Written by Stratford Group Ltd. | Jul 16, 2016 7:14:26 AM

Your Patent Agent has diligently drafted your patent application. They have liaised with your inventors to ensure that the application describes and claims various alternative embodiments of your invention.  They’ve battled with Patent Examiners in numerous countries to obtain the broadest possibly protection for your invention. Finally the application has become a granted patent in several jurisdictions! Everyone is now confident that the issued patent claims encompass your product or process … but do they really?

Obtaining a Patent Takes Time

Patent applications are, by necessity, typically drafted early in the product development cycle. It takes many years to obtain a granted patent and similarly many years to develop a product. Both the Patent Agent and the development team will have to overcome many obstacles during this time.

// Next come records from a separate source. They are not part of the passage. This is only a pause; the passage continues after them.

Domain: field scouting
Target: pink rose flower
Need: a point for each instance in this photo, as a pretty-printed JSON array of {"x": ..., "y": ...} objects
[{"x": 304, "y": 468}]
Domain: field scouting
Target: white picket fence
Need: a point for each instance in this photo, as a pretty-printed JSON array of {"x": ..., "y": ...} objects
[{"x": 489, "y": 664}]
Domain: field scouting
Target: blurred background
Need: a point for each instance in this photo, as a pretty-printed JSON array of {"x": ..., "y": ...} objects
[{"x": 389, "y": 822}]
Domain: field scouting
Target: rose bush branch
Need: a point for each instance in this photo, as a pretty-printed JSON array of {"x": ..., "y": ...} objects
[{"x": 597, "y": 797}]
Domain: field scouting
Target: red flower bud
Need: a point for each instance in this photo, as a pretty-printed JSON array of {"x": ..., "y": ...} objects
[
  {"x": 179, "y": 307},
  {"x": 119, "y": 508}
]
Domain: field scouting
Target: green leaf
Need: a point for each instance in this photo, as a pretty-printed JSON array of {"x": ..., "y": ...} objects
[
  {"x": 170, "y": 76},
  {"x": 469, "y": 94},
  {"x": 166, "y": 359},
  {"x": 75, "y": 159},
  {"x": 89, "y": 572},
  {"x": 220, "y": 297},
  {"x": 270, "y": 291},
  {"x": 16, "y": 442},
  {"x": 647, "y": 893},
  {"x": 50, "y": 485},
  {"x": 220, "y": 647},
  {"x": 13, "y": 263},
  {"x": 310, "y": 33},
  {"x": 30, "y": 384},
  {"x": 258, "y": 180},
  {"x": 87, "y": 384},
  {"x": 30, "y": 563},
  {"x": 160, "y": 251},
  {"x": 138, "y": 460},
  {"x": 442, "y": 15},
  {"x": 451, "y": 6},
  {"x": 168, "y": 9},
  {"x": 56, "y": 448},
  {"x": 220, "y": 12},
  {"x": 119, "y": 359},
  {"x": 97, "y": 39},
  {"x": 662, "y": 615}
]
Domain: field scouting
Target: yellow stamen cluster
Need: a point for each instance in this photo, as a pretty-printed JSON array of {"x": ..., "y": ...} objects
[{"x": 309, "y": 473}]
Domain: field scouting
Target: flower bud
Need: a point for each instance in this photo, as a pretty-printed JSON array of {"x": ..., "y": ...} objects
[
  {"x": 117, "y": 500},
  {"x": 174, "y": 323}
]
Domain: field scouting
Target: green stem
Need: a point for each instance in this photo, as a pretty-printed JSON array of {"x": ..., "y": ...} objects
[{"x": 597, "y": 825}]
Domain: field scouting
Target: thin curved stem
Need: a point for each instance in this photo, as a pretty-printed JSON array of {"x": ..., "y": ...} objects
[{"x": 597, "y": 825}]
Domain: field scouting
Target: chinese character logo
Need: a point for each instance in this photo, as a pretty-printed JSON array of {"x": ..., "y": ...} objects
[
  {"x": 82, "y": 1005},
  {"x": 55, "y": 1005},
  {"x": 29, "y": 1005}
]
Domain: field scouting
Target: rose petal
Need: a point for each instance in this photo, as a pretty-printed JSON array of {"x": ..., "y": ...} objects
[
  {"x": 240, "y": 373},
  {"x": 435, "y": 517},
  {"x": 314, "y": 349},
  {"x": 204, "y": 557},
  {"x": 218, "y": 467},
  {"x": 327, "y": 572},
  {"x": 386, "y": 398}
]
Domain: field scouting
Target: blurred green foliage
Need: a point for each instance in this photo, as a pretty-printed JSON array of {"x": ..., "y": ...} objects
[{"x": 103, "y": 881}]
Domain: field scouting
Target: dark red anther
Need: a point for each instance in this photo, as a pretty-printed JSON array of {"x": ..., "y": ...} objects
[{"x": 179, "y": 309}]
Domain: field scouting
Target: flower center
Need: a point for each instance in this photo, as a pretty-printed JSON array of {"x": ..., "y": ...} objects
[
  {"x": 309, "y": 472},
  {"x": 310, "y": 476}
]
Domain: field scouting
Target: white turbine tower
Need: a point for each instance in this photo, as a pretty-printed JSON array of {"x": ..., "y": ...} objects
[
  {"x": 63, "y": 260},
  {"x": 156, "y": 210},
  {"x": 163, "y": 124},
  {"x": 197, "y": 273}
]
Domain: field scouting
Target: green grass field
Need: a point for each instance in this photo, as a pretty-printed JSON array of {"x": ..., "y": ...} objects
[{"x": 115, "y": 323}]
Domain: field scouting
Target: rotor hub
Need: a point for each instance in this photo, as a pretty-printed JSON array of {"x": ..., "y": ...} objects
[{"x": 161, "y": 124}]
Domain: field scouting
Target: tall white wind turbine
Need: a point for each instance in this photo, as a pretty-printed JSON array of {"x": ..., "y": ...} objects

Along the way, your Patent Agent will likely have to limit the scope of protection initially claimed in the application in light of other disclosures found by Patent Examiners. Your development team may change your intended product or process depending on manufacturing constraints, cost of components or reagents, or scale-up complexities (this applies particularly to chemical companies since a laboratory process to produce grams of a chemical rarely scales up to produce kilograms).

 

Keep Your Patent Agent Informed

In an ideal situation your Agent is informed of changes that are made to your product or process during development. The Agent then ensures the patent either issues with claims that protect the changed embodiment or, if the patent has already been granted, claims it in a pending application (this underscores the importance of continuation practice in the US). Unfortunately, communication between different departments doesn’t alway happen so companies may obtain and maintain patents that no longer actually claim their key product or process!

So, here’s some good advice to patent owners.  Periodically review your patents to ensure that your products and processes do indeed ‘infringe’ your patent claims then speak to your patent advisor if your claims no longer cover your commercial embodiment. You could save, or generate, a considerably amount of money by adjusting your patent strategy in this way.